第49話 職人の味に思いをはせ「明星 大砲ラーメン」
「大砲ラーメン」インパクトのある名前だ。
昭和28年の福岡県久留米市。戦後の復興とともに生まれた屋台に、大砲ラーメンの歴史が始まったという。
その歴史を象徴するがごとく守り続けられているのが「呼び戻しスープ」だ。これは開店当初からのスープをつぎ足しながら作るスープだ。これには素人目にも、味見をしながらスープの味を調えていくため、高度な味覚と知識・技術・経験が必要とされるのがわかる。
この反対は「取り切りスープ」と呼ばれるもので、作ったスープは使い切りだ。これは材料を決められた分量、決められた手順で調理すればつくることができる(現実にはそんなに簡単ではないと思うけど)。
効率重視の現代、主流は「取り切りスープ」であろう。しかし「大砲ラーメン」は「時流に逆らうことも必要」と語り「呼び戻しスープ」を守り続けていると聞く。
そのこだわりを聞くだけでもすでに美味しさを感じる。料理は味はもちろんだが、作る人の思いや歴史まで加えて味わうと、無限においしさが広がるものだと思う。
今回はやはりカップめんで『大砲ラーメン』を味わうわけだが、カップめんではリアルな「呼び戻しスープ」は当然味わえないのだが、今日もその歴史に思いをはせながら、気分だけでも味わってみたい。
それではさっそく開封してみる。
小袋は4種『粉末スープ』『液体スープ』、チャーシュー、メンマ、ねぎの『かやく』、そして『後のせかやく』だ。
粉末スープとかやくをいれる。お湯を注ぎ4分待つ。
粉末スープのみでとんこつの良い香りが漂う。白濁したスープでこれだけでもうまそうだ。
それにクリアな茶色の液体スープを注ぐ。スープはオイルの浮いた薄茶色のスープになり、香りもつややかさが加わったようだ。最後に後のせかやくを入れて出来上がりだ。

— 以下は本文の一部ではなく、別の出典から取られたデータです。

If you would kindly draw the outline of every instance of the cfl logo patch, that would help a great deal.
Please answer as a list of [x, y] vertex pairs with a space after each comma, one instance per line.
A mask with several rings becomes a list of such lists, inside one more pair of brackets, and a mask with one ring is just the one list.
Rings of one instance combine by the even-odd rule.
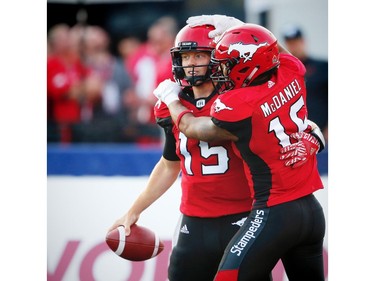
[[197, 100], [196, 103], [195, 103], [195, 106], [197, 108], [202, 108], [205, 105], [206, 105], [206, 100]]

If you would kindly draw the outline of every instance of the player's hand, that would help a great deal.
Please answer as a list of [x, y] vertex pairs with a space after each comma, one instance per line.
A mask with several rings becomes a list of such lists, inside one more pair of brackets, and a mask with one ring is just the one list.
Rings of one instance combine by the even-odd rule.
[[285, 166], [297, 168], [305, 164], [309, 157], [318, 153], [320, 144], [313, 135], [305, 132], [293, 133], [290, 136], [297, 142], [283, 147], [280, 150], [280, 159], [285, 160]]
[[180, 91], [180, 85], [171, 79], [166, 79], [157, 86], [153, 93], [155, 97], [168, 106], [171, 102], [179, 100], [178, 94]]
[[213, 25], [215, 29], [208, 33], [208, 36], [210, 38], [219, 37], [228, 28], [231, 28], [236, 25], [244, 24], [244, 22], [240, 21], [239, 19], [236, 19], [234, 17], [224, 16], [224, 15], [193, 16], [193, 17], [189, 17], [186, 23], [190, 27], [200, 26], [204, 24]]
[[126, 213], [121, 218], [115, 221], [115, 223], [108, 229], [108, 232], [110, 232], [113, 229], [116, 229], [120, 225], [123, 225], [125, 228], [125, 235], [130, 235], [130, 226], [135, 224], [139, 219], [139, 215], [132, 214], [132, 213]]

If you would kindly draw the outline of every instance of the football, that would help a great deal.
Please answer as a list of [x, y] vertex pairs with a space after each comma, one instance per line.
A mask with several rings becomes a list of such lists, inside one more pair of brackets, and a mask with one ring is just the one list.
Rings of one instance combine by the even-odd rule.
[[145, 261], [160, 254], [164, 244], [152, 230], [133, 224], [129, 236], [125, 228], [119, 226], [107, 233], [108, 247], [118, 256], [130, 261]]

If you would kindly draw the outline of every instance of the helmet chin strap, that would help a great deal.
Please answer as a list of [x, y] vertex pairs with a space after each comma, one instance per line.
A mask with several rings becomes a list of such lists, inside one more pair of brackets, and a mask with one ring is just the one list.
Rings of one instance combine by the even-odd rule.
[[255, 73], [259, 70], [259, 67], [255, 67], [253, 71], [246, 77], [246, 79], [243, 81], [241, 87], [246, 87], [250, 84], [251, 78], [255, 75]]

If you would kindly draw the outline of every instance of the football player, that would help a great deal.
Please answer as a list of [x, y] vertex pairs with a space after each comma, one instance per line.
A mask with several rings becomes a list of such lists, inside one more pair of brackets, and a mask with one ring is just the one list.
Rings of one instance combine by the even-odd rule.
[[[221, 15], [200, 19], [218, 29], [230, 25]], [[323, 281], [325, 217], [314, 196], [324, 188], [316, 160], [322, 145], [306, 135], [313, 128], [307, 119], [305, 67], [256, 24], [236, 23], [215, 41], [212, 79], [224, 83], [225, 92], [210, 117], [184, 106], [172, 81], [154, 91], [186, 137], [231, 140], [243, 159], [253, 206], [214, 280], [267, 280], [281, 259], [290, 281]], [[298, 164], [279, 160], [280, 150], [290, 147], [304, 158]]]

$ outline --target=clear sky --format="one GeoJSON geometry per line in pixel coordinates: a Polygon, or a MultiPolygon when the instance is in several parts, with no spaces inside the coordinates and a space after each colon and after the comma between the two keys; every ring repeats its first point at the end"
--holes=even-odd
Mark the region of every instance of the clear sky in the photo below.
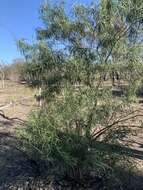
{"type": "MultiPolygon", "coordinates": [[[[53,2],[59,0],[52,0],[53,2]]],[[[0,60],[11,62],[19,58],[15,39],[34,39],[35,28],[41,26],[38,9],[43,0],[0,0],[0,60]]],[[[65,0],[72,3],[89,3],[91,0],[65,0]]]]}

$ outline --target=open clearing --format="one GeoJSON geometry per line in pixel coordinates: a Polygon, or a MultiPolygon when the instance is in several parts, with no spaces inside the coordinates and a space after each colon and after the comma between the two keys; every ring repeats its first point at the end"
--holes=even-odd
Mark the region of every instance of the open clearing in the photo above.
{"type": "MultiPolygon", "coordinates": [[[[0,88],[0,110],[9,118],[26,120],[28,114],[38,106],[34,98],[35,94],[36,91],[24,84],[6,81],[5,88],[0,88]]],[[[135,104],[135,107],[142,108],[143,103],[135,104]]],[[[140,120],[143,118],[127,123],[133,126],[137,133],[126,139],[130,143],[133,159],[138,166],[138,175],[133,174],[133,178],[129,179],[134,179],[132,183],[135,184],[137,190],[142,190],[143,187],[143,130],[136,128],[140,120]]],[[[0,190],[16,189],[15,184],[23,184],[23,182],[25,182],[25,189],[30,189],[29,184],[34,178],[35,172],[31,163],[22,152],[15,148],[18,143],[15,128],[20,129],[20,127],[18,123],[0,117],[0,190]]],[[[17,185],[17,187],[20,186],[17,185]]],[[[32,187],[32,189],[35,188],[32,187]]]]}

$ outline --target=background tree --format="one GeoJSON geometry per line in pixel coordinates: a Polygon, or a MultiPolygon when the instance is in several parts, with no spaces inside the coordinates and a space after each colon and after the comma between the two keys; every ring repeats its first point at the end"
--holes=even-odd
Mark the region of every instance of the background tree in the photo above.
{"type": "Polygon", "coordinates": [[[132,106],[143,71],[141,5],[103,0],[75,5],[70,16],[63,3],[41,6],[44,28],[37,29],[37,42],[18,42],[26,80],[41,87],[45,102],[25,131],[27,150],[38,164],[44,160],[81,179],[123,161],[103,144],[120,144],[131,130],[125,122],[141,116],[132,106]],[[101,77],[117,72],[121,97],[113,93],[114,82],[101,77]]]}

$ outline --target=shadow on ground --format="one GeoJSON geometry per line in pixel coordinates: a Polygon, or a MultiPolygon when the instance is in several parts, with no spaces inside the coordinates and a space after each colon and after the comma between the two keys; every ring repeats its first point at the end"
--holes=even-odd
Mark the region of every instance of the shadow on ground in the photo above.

さっそくスープを一口。存分にコッテリだ。オイルのぬるぬるが唇に染みる。それでいてしつこくない。これだけ飲んでも満足いく味だ。
めんは細麺でほぐれも良く、ツルツルと口当たりも良い。細麺なのにコシも十分だ。めんとスープを交互に、至福の味わいを楽しむ。

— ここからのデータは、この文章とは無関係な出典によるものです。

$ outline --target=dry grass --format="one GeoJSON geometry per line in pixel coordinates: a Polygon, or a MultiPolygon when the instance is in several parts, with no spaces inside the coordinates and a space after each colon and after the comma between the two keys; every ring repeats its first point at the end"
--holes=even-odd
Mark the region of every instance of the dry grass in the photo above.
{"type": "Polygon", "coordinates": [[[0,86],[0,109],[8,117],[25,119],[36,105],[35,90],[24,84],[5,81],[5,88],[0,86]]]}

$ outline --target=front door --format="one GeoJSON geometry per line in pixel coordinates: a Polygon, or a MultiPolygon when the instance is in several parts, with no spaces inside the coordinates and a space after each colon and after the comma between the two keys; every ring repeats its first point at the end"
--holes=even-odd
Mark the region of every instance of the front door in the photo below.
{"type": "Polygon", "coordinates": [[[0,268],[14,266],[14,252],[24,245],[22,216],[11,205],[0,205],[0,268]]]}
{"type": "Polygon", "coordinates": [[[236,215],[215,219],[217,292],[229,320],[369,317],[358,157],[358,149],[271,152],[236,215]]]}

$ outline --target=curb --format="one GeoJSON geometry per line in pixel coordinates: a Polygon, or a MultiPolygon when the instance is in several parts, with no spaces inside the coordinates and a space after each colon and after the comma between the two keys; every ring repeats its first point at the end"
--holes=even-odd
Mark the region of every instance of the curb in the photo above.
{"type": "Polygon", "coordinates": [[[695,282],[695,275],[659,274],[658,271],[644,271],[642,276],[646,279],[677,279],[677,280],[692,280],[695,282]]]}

今回意外だったのはかやく、まずはメンマだ。シナシナになり、メンマのシャキシャキ感はないものの、スープをよく吸って深い味わいを楽しめる。
そして、入れた時から何かわからなかった『後入れかやく』、茶色いつぶつぶで最初はそぼろかと思ったが、食べてみるとヌルッとした揚げ物の衣みたいな食感に、すこしドライな歯触りを残す濃厚な味と香り、しばらく何か考え、ふとカップのサイドを見ると『カリカリ背油』と。なるほど、これは揚げた背油なのか。
同じカップ麺を食べても、その時の状況により全く味わいが変わってくる。そう考えると同じ味がうまくもなれば、そうでないときもある。こう考えると職人技によって支えられている「呼び戻しスープ」はその時々の微調整を加えられた、その場その時に最高の味に仕上げられているのかもしれない。これはぜひ当地で味わってみたいものである。